Elde avuçta olmayınca,bu millet neyin hesabını yapacak ve belediyeler ne kadar verimli çalışırlarsa çalışsınlar,insanlar nasıl mutlu olacaklar onun hesabını yapan yok maalesef!
Bu gibi kaos görüntülerini vatandaşın gözünün içine bakarak ve vücut dillerinden anlamak gayet basit bir iş.
Ekonomik dar boğazın da marifetiyle neredeyse yok denecek hale gelen komşuluk ilişkileri,dostluk ve arkadaşlıklar uçurumun daha da büyümesine ve insanların bu sayede yalnızlığa gömülmesine neden oluyor.
Tamamen karamsar bir tablo çizmek istemiyorum tabi ki ama?...
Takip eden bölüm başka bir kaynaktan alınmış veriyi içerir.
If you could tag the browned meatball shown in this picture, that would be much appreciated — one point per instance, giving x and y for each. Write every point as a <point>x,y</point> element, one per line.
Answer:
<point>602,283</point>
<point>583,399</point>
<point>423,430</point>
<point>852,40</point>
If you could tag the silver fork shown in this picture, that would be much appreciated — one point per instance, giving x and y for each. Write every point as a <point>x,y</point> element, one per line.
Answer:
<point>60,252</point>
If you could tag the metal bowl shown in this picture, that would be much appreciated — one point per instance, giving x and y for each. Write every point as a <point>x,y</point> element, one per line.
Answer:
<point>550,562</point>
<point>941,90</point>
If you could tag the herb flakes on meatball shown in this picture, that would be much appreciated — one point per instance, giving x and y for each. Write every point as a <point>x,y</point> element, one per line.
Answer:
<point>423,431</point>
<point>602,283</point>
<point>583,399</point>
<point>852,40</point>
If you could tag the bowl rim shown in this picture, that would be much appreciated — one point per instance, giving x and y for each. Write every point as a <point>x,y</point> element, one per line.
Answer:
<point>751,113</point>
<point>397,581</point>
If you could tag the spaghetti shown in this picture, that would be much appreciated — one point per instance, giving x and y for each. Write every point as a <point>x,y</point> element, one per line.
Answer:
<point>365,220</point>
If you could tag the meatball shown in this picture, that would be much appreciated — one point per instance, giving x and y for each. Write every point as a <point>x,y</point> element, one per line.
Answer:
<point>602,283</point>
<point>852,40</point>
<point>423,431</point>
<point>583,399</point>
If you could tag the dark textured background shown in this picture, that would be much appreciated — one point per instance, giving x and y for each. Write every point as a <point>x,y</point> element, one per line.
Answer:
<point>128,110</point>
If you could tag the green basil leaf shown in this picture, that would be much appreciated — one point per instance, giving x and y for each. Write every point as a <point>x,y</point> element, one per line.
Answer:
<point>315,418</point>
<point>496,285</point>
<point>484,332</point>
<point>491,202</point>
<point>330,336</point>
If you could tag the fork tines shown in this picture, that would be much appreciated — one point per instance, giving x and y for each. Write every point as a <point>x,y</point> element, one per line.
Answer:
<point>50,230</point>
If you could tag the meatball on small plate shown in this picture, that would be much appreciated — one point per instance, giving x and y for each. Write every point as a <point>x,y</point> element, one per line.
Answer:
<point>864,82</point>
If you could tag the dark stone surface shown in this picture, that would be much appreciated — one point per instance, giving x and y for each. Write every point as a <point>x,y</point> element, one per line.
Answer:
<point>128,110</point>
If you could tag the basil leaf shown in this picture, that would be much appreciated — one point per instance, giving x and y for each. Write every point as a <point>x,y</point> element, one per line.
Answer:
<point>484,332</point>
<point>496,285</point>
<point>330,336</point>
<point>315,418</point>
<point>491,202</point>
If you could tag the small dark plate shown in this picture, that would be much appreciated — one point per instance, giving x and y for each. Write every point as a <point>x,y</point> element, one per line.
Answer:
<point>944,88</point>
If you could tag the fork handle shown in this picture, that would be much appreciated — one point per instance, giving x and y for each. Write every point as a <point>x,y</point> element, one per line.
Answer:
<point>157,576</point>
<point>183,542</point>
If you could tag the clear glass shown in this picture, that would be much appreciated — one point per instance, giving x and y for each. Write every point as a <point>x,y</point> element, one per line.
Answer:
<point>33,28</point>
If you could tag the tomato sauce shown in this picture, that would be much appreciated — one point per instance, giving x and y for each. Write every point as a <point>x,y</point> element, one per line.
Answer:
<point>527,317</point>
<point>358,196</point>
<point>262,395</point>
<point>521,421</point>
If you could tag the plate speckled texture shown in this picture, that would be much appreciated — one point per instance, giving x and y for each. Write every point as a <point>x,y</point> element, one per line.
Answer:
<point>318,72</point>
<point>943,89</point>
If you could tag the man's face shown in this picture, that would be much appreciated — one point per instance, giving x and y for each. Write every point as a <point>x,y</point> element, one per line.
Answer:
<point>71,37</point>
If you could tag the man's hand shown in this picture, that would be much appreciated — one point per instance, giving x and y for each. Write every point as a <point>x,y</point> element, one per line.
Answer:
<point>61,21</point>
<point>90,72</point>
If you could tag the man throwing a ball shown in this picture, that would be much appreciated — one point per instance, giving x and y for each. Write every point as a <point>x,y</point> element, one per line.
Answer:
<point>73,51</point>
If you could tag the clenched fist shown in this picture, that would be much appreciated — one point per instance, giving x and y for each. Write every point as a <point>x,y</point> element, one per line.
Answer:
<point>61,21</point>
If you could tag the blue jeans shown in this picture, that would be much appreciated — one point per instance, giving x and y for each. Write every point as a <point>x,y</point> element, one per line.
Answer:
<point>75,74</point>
“Krize dur demek için” her zorluğa sabır göstermeyi şiar edinmiş bu yüce milleti,Antalya Baro Başkanının geçenlerde yaptığı hezeyan tablosundan ders çıkartarak kurtarmak gerekir diye düşünüyorum.
İcra dairelerine yenilerini eklemeyi düşünmek bile krizin ne kadar korkunç boyutlara ulaştığını göstermekte ve millet bu gibi haberler vesilesiyle daha da fazla batağa sürüklenmektedir.
Biz söyleyelim de söylemedi demesinler..
Nedir yani?..
İcra dairelerini çoğaltmakla ve alacakların daha ferah ortamlarda takip edilmesiyle,millet özlediği mutluluğa erişecek falan mı sanılıyor?
Yok böyle bir şey!!
Refah seviyesini yükseltmeden ve milletin namerde muhtaç hala gelmesini önlemeden ‘100 tane daha icra dairesi kursanız’ hiçbir tahsilat yapamadığınız gibi,birde durduk yere birilerine boşu boşuna maaş ödemek durumunda kalırsınız!!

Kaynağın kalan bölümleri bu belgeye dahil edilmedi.